Alarm over the survival of historic choir college
mainA correspondent reports:
Westminster Choir College in Princeton, NJ, has been at the heart of American choral music for 90 years. Our choirs sang on Disney’s “Fantasia”, and with virtually every major conductor and orchestra. It appears regularly with the New York Phil and Philly Orchestra, and many touring orchestras such as Berliner Philharmoniker, Vienna Phil &c.
The school was purchased by Rider University (in nearby Lawrenceville) in the 1990’s after falling on hard times. Rider promised to always allow us to keep our individual identity, our own campus, and our mission of furthering choral music, sacred music, music education, vocal/organ/piano performance in the USA and beyond.

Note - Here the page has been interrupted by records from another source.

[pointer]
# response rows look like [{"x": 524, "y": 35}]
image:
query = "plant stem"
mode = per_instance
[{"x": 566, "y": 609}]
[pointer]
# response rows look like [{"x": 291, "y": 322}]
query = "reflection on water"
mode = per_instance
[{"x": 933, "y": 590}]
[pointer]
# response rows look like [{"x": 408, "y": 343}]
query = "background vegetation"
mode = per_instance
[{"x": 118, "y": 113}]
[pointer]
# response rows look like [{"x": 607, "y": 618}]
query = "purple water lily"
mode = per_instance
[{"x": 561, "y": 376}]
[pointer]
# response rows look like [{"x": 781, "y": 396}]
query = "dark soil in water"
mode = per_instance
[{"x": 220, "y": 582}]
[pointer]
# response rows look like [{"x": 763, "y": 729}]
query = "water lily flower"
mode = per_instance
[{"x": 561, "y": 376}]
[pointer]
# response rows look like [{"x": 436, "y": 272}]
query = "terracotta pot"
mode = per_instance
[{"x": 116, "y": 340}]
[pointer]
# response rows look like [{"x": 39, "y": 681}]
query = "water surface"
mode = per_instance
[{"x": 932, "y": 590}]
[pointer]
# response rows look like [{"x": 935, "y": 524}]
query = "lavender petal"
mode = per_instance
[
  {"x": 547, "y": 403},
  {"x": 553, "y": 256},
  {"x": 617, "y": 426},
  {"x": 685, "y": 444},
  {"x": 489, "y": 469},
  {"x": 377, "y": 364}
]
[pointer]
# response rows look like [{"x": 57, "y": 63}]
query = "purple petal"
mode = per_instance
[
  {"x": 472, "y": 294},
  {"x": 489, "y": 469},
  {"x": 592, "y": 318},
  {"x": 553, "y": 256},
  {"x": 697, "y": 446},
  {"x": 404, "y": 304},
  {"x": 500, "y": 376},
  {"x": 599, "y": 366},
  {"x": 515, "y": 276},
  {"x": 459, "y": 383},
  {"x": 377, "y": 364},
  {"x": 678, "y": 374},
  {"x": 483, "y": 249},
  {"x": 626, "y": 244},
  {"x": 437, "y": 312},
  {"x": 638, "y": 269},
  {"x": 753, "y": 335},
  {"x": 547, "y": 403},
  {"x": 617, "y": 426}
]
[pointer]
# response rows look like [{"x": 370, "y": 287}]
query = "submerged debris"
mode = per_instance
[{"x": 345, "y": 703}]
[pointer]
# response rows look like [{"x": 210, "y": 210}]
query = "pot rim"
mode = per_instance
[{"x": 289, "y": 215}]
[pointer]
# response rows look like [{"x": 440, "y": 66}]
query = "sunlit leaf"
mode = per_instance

Unfortunately, the new president of Rider, Gregory Dell’omo, is now proposing to sell the Princeton campus, absorbing Westminster onto the main Lawrenceville campus. This would likely be a death sentence for the school. Our identity is based upon us operating as a independent institution. Moving us to the other campus would make enrolment take a dive, upset many donors that continue to fund the school, and reduce the education quality.
The most upsetting part of this is that Westminster is very healthy in both enrolment and fundraising. We have been meeting and exceeding both goals in recent years. Rider University, however, is in such horrible financial shape that it needs a massive injection of cash, or will face bankruptcy in 2018 or 2019.
A Save Westminster petition has opened here. Spread the word.
Please also join our “Keep Westminster Choir College in Princeton” Facebook group. We can use all of the leverage we can get. Rider has compressed their decision process into two months – one of them when students are off-campus.
“Westminster Choir College in Princeton, NJ, has been at the heart of American choral music for 10 years.”- The school was founded in 1926 and moved to Princeton in 1932 and moved to the current campus in 1934.
Westminster Choir is indeed as prestigious as any choral group in the United States, by dint of history and collaborations.
Sounds like WCC needs to now disentangle itself from Rider University, returning some cash Rider’s way in the process. The connection between the two never made sense. WCC should certainly be on its own campus with its own focus.
Westminster Choir College joined Rider University in 1991 because it could not afford to keep its doors open. Westminster still does not pay for itself and if it “disentangled” itself from Rider, it would be forced to close its own doors.
Better to close cleanly than to watch Rider destroy it.
Totally agree!!
That’s incorrect – Westminster is in fact a very fiscally healthy institution, and does, in fact, largely pay for itself. Certain members of the Rider U administration have recently misquoted numbers and taken facts and figures out of context in order to give an impression that WCC is unhealthy.
Today, Westminster is fiscally sound – it’s Rider that has enrollment problems. Google it. I’ve always thought that Rider U. had it’s eye more on the potential profit from the 28 acres of the college’s prime real estate sitting in the middle of Princeton, when it purchased the property in 1992.
Just wanted to let you know about a minor typo — in the last paragraph, it should say “enrollment,” not “enrolment.”
Well…… n e v e r – e v e r slaughter a chicken that lays the golden eggs, artistically and financially spoken
On the other hand, when the chicken goes off the lay……
in that case: take time and put in all the necessary means to cure the dearly feathered friend!
🙂
Westminster Choir College could only be itself on the present campus. It has all ready expanded and invested in new buildings.
We could start a drive to keep it in Princeton and sever ties with Rider. Or at least rewrite a clause that it never be sold.
A short sided view with tragic results. Everything valuable to our humanity cannot be measured in dollars. More and more of American universities are driven by the almighty dollar. An education of this kind cannot be duplicated just anywhere.